CISO in the Middle: Managing Risk Up and Down the EnterpriseHumphrey Christian of Bay Dynamics on the CISO's Role
When it comes to cyber risk, how must the CISO manage communications across the enterprise? The board, the staff and the line-of-business leaders all have different needs. Humphrey Christian of Bay Dynamics offers advice for the CISO in the middle.
Historically, security leaders have communicated mainly upward to the CEO and to the board, and it's all been about numbers - how many vulnerabilities patched, how many incidents detected?
"It's been about 'what have I done?'" says Christian, vice president of product management. "What we're seeing is that CISOs are now being asked to talk the language of the board of the directors and the C-levels. And that language is the financial language - what is the financial impact of the cyber risk?"
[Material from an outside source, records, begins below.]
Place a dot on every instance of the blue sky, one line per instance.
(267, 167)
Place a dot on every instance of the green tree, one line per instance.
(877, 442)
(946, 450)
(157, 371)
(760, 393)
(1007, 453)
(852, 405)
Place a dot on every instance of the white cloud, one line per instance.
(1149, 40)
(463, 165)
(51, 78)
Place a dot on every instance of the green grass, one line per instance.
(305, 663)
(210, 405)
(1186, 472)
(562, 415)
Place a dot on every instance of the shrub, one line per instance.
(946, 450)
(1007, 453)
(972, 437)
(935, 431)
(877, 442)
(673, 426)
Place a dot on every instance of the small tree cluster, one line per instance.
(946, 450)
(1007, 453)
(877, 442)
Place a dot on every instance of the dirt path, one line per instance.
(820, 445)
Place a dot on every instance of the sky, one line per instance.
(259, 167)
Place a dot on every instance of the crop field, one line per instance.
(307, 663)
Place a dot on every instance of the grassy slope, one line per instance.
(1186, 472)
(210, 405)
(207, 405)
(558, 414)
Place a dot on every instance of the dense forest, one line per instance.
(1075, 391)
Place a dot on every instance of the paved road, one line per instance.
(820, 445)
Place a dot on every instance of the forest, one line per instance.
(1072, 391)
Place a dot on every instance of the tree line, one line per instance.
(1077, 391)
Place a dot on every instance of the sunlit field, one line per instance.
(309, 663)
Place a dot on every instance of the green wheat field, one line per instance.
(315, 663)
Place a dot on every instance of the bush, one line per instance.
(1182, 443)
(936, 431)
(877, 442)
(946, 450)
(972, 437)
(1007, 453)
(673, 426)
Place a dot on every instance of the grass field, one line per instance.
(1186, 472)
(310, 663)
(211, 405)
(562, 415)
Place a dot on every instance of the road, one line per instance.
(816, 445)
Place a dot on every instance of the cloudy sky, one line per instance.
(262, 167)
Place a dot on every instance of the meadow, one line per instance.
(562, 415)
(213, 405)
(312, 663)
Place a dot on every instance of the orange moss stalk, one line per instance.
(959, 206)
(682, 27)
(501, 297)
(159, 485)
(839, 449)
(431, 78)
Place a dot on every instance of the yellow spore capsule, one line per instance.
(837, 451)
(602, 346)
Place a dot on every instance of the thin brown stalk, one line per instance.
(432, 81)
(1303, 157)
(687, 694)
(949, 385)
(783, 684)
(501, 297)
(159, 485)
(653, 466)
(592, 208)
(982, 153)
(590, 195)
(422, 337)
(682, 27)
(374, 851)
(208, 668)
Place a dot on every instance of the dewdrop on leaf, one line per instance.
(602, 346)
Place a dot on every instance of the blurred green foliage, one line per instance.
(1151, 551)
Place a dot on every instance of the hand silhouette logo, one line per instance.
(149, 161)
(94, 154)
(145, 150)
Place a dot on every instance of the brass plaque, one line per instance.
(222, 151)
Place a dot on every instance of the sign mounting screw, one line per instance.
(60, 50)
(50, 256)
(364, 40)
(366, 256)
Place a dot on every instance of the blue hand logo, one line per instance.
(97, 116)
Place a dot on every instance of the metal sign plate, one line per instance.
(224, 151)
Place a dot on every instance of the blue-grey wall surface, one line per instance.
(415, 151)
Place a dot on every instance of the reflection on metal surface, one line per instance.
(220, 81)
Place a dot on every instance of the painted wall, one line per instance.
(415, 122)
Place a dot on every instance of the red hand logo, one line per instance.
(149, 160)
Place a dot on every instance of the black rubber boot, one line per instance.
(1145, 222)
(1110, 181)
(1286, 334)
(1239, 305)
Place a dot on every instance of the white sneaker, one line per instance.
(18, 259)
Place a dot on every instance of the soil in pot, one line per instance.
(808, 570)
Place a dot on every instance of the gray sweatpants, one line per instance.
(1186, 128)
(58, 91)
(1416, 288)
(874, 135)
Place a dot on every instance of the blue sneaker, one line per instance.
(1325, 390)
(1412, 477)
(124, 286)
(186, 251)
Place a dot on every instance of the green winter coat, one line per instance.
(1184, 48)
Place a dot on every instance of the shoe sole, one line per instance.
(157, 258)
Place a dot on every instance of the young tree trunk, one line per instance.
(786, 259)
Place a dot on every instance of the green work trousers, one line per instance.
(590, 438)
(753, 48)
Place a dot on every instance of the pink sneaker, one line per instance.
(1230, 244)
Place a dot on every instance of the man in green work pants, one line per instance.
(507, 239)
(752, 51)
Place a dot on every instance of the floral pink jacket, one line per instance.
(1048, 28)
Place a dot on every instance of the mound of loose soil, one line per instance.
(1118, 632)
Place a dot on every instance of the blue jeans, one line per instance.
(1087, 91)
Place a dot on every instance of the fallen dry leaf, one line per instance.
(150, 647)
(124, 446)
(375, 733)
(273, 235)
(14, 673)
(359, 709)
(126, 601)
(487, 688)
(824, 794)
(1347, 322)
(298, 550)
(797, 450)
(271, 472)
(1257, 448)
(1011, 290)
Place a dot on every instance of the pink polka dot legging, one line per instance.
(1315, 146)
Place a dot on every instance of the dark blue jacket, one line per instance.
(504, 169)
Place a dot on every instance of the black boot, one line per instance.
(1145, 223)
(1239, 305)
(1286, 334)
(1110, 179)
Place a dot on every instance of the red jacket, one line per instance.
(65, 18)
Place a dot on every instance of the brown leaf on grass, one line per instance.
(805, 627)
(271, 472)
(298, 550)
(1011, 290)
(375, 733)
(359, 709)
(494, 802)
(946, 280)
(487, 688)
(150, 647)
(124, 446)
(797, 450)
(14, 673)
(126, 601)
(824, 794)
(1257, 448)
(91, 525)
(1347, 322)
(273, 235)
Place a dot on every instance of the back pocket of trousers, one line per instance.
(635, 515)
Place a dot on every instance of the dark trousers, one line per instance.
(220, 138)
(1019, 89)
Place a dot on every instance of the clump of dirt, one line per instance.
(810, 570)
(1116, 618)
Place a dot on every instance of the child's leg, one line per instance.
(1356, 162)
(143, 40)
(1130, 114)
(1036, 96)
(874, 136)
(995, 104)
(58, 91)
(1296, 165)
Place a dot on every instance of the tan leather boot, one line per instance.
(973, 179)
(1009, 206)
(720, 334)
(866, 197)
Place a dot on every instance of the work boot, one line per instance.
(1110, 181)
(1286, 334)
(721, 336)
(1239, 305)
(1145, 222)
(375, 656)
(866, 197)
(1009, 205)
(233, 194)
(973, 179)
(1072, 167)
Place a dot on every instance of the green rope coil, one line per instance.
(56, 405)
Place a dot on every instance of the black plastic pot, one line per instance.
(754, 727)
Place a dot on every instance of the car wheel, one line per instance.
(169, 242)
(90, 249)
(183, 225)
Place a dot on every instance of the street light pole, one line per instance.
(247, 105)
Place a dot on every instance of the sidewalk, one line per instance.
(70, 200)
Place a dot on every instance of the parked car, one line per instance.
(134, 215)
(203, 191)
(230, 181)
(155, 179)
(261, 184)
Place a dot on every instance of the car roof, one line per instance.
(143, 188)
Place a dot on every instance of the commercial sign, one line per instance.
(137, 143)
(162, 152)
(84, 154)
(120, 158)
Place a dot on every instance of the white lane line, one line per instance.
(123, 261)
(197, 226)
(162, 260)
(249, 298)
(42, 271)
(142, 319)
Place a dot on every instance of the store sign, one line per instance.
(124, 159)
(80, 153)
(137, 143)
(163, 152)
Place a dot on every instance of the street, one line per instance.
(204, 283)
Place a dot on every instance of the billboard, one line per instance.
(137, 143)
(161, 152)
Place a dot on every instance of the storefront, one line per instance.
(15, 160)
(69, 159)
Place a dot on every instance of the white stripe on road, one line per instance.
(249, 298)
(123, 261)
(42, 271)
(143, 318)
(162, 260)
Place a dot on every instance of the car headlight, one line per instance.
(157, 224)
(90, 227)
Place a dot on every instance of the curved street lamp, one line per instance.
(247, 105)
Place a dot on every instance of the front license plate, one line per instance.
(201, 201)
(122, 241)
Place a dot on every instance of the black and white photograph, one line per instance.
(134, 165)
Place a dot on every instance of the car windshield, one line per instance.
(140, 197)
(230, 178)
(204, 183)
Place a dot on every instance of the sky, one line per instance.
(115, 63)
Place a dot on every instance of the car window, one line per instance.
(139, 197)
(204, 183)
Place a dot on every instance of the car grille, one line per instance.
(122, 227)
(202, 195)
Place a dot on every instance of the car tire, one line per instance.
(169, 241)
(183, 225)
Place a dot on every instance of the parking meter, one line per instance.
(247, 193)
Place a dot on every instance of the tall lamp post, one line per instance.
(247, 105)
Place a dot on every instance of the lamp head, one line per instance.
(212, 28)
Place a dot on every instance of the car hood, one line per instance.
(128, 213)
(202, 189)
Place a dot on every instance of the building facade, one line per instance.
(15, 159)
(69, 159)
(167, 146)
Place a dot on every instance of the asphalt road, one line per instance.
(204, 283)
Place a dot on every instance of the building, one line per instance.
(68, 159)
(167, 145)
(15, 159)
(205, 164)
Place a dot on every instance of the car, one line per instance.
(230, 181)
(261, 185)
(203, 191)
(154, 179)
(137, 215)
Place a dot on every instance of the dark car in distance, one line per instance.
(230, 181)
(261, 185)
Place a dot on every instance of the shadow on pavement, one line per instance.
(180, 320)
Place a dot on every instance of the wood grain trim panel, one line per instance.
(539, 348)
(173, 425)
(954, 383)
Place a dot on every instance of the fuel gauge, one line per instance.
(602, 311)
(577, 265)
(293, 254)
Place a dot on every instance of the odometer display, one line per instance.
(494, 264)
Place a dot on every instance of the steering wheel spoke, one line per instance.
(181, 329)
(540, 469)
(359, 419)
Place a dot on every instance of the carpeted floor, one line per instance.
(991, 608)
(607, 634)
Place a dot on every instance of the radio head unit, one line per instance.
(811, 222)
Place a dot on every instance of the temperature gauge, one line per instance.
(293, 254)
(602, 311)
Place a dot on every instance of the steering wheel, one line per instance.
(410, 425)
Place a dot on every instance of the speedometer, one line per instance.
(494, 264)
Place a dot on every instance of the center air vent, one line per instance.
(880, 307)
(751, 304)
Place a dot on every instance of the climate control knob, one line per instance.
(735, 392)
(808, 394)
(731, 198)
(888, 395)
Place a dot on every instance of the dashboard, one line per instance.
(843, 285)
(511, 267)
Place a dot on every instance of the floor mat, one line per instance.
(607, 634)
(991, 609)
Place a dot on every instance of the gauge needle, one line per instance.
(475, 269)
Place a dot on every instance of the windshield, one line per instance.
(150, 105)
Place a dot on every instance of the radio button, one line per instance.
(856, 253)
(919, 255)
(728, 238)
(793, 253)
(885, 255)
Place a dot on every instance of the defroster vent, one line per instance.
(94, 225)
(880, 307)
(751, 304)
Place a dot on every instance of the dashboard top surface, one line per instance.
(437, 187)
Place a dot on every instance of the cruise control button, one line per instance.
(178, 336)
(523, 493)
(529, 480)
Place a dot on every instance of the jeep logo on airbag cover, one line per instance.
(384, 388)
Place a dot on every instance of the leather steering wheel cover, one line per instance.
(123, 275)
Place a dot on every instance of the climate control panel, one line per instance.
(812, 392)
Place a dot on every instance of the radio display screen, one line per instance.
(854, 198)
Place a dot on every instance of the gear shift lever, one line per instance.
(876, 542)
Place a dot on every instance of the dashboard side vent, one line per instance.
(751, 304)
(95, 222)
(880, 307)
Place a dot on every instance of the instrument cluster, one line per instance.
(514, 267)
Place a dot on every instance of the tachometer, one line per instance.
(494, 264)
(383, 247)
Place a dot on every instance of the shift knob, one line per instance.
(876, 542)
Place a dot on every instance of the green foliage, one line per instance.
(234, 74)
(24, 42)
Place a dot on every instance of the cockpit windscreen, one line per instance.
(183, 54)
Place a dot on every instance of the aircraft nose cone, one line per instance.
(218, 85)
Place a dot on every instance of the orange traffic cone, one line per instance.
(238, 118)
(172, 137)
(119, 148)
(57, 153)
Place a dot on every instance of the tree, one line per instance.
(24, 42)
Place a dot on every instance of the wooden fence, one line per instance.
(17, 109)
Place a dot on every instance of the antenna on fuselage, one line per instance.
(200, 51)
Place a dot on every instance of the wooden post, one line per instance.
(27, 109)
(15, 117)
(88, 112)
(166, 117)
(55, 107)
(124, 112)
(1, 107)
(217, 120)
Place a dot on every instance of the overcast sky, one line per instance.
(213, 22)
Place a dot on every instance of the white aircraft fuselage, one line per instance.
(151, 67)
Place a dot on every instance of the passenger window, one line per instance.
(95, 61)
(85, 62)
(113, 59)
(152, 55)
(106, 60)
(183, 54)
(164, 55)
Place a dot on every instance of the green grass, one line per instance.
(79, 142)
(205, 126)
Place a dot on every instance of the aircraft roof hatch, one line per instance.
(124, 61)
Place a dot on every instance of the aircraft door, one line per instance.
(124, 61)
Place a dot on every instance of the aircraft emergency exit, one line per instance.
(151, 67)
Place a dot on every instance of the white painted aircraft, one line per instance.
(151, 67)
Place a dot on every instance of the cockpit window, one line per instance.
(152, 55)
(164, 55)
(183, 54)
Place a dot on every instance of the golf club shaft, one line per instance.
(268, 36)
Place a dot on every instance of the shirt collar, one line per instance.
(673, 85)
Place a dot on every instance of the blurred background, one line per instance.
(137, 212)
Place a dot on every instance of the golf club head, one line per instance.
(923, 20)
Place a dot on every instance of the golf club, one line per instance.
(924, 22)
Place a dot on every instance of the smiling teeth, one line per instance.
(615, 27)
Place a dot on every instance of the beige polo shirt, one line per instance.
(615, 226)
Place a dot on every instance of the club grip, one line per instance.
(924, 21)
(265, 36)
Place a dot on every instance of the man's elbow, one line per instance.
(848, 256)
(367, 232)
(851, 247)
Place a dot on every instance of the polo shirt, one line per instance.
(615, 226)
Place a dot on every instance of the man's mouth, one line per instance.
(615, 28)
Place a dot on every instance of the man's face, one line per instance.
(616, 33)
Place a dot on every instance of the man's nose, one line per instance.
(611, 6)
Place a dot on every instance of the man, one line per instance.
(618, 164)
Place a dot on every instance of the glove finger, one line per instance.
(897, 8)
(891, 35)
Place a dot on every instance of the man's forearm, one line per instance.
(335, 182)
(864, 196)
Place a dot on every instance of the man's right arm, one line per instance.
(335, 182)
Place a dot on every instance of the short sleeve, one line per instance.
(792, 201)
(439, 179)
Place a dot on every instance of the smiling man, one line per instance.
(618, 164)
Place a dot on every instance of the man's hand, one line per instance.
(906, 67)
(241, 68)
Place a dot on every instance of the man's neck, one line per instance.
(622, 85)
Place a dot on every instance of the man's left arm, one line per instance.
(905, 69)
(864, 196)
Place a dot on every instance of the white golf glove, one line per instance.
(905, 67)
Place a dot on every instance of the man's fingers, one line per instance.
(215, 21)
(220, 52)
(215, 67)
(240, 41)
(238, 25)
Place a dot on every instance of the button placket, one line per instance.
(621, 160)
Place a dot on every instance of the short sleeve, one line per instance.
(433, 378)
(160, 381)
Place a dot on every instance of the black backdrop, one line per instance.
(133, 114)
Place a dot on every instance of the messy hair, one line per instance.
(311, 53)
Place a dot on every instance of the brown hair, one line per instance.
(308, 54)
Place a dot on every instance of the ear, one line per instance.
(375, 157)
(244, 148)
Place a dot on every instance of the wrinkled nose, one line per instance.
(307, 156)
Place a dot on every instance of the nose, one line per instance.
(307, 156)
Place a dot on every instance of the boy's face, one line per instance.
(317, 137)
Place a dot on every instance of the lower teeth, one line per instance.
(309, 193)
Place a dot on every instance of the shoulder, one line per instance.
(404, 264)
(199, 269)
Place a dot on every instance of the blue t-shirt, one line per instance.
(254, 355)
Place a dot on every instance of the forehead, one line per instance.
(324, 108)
Similarly, when discussing the topic with security professionals and line-of-business leaders, CISOs now find themselves having entirely new conversations.
In this interview about managing and communicating cyber risks, Christian discusses:
- How to manage up to the CEO and the board;
- How to manage down to security practitioners and teams;
- How to manage sideways/laterally to business and application owners.
Christian has over 16 years of experience designing and implementing data analytics solutions. Since joining Bay Dynamics in 2002, he has directed the product strategy, architecture, and implementation of the widely adopted IT Analytics and Risk Fabric products. He began his career in IT as a member of the Accenture consulting team.